The long bowsprit plunged into the black water, shuddering on impact. The jib topsail snapped free, taking a three foot long splinter of the bowsprit with it, and whipped back toward the deck. Two deckhands were quick enough to duck, but a third man never knew what hit him. The sail catapulted him over the side as it swept past.
Another man without a name lost to the sea,
thought Hornigold.

The topsail arced on its tether, the long splinter of bowsprit still attached. Reed released the swivel gun he had been clinging to and leapt out of the way as the sharp piece of wood shot toward him like a spear. But he was too late. He was sliced nearly in half, from crotch to shoulder, and then dragged across the bow and smashed against the railing.

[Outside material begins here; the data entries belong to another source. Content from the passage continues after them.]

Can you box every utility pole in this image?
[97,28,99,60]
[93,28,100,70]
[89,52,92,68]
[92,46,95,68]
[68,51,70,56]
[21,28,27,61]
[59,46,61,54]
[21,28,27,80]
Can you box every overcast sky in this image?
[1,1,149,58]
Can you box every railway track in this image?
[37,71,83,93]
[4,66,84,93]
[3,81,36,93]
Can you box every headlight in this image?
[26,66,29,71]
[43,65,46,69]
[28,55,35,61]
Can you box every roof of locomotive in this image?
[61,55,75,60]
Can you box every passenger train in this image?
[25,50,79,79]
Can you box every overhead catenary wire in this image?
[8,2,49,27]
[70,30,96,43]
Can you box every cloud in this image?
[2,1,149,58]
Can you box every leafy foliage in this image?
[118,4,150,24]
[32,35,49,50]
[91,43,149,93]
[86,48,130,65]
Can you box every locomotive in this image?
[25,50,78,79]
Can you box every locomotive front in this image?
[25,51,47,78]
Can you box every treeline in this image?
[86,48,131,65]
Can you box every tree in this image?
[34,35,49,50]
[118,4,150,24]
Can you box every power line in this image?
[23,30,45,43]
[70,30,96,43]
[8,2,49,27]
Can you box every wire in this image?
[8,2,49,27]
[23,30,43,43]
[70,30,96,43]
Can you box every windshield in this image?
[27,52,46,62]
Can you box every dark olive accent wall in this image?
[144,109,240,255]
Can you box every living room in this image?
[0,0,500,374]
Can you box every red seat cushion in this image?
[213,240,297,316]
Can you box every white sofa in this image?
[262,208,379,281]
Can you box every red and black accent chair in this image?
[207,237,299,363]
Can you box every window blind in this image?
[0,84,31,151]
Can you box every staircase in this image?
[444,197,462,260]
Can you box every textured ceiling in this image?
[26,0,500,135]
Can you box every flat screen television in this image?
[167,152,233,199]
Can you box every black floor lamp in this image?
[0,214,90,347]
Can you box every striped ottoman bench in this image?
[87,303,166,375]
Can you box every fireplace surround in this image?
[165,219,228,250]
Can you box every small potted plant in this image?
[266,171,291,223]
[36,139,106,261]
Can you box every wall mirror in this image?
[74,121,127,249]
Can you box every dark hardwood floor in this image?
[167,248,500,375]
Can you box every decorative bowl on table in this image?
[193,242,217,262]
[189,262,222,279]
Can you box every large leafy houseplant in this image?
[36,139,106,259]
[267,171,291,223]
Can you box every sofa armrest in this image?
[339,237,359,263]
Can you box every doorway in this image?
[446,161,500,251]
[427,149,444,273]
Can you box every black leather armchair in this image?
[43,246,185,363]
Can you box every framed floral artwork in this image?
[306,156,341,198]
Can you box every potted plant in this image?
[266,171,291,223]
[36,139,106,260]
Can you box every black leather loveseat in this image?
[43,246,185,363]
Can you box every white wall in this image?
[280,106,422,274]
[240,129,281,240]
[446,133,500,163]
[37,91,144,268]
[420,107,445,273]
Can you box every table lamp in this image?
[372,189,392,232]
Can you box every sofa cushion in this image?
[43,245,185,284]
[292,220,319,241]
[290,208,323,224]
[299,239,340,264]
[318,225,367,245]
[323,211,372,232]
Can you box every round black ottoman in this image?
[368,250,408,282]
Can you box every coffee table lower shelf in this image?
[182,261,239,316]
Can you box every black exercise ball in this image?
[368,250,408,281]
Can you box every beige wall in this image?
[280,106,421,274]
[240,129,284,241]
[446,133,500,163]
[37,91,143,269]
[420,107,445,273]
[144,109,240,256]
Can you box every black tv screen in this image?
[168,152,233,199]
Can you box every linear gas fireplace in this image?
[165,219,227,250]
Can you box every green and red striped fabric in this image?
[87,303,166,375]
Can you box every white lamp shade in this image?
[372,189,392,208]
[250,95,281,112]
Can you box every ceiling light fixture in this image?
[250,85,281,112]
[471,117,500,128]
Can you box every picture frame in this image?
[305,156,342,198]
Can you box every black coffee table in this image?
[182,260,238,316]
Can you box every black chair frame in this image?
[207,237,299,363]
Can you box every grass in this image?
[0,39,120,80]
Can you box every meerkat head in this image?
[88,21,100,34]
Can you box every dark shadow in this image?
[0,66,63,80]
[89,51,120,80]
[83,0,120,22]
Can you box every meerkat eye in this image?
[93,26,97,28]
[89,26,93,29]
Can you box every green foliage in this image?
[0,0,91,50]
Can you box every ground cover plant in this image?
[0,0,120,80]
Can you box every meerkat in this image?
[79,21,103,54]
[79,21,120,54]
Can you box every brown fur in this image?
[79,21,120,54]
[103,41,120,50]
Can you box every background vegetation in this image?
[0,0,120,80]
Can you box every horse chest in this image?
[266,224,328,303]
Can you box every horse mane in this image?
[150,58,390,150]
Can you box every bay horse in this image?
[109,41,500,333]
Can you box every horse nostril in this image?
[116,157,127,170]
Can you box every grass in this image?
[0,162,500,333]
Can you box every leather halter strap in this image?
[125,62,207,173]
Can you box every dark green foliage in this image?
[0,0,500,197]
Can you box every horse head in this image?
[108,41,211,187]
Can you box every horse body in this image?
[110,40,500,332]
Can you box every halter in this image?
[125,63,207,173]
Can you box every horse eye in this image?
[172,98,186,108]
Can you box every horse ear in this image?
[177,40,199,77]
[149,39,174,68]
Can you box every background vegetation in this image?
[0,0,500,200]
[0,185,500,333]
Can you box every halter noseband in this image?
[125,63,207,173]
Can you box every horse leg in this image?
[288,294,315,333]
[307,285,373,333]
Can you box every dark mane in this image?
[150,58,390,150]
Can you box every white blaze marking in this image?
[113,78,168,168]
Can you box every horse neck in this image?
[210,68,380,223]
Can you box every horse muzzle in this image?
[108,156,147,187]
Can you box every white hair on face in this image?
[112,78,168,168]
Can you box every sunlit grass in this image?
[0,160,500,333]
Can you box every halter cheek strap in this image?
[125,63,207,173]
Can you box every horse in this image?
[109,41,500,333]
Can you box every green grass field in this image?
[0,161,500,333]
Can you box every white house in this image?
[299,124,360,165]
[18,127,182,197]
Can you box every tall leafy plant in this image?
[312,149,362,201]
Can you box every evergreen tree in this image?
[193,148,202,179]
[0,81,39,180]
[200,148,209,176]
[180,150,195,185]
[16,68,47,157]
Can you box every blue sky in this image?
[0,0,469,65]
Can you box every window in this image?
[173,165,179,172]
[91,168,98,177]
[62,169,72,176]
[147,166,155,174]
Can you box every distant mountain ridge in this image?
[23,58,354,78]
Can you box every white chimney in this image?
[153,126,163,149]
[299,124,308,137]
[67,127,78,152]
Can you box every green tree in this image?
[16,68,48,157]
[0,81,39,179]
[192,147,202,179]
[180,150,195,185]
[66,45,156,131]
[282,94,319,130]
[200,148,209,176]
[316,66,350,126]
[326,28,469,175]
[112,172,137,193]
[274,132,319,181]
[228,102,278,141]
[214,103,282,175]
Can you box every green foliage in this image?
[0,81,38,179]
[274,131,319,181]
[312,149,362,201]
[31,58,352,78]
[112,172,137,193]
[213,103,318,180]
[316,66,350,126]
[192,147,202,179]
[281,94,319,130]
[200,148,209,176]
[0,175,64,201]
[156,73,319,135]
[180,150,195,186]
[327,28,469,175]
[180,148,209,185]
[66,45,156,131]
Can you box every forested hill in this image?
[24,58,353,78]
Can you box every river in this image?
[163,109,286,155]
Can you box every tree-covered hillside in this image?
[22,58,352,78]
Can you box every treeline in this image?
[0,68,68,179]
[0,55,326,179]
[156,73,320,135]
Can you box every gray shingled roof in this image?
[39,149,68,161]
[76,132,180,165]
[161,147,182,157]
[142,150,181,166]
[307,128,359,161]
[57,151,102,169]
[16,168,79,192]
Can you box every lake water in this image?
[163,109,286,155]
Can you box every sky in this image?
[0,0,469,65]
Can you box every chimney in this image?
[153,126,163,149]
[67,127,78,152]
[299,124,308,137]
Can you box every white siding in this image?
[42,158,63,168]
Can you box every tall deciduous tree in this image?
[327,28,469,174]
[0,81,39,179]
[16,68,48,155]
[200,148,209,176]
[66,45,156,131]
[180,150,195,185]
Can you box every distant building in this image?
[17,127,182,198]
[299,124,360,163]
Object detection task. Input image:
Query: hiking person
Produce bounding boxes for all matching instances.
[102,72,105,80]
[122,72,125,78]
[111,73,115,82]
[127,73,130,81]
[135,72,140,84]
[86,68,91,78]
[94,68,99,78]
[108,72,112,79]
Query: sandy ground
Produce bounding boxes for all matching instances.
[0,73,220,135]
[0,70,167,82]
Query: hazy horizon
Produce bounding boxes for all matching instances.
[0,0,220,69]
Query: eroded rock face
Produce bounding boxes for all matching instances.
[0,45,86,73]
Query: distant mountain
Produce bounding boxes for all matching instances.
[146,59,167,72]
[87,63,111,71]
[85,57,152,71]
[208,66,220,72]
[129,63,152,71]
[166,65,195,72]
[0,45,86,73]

What remained was barely distinguishable as human, let alone any semblance of the man Hornigold had once called friend. Entrails spilled from a gaping torso, slipping through exposed ribs. The legs were splayed in opposite directions, one foot missing, the other twisted downward at an impossible angle. The head was pulverized, face raked clean off, skull smashed in. An eyeball dangled from an open socket.

Hornigold fell to his hands and knees and retched.
Ranger
collided with another wave, but the sound was distant and inconsequential. As Hornigold's vomit was washed away, he barely recognized the man he saw mirrored in the water. The ripples hyperbolized his scowl. A stream of blood swirled into view, darkening his face. The rain was heavy on his back, weighting him down. His joints ached. His elbows quivered. He wasn't sure if the water was rising or he was sinking.
It wouldn't be such a bad way to go,
he thought.
I'm so tired of all of this.

Woodes Rogers had promised him security, and Hornigold had considered himself fortunate to be spared the gallows. He had thanked Rogers profusely, befriended him, and eagerly rushed out to sea to hunt his former friends. They saw it as a betrayal. They called him a coward. And he knew they would murder him given the chance. Now he was a pirate again, and his circumstances were no less precarious. Except his enemy was neither pirates nor a noose; it was the sea herself. It didn't matter whether he served the crown or ambition, he would be claimed by the sea either way. He knew that now.

We're not meant to be out here,
Hornigold realized for the first time in his life.
So far from land, on tiny floats of wood. Every time we venture out, our odds of success decrease, until the odds abandon us altogether. The dangers are too great, and those that survive are made evil by the horrors they see. And who can blame them for that? Certainly not I. What pardon did Woodes Rogers truly offer in sending me back into this hell? I am bound to it no matter what I do.

And then, with that sudden realization, it all stopped.

Complete silence.

Patches of blue materialized in the water. Hornigold tilted his head, looking up.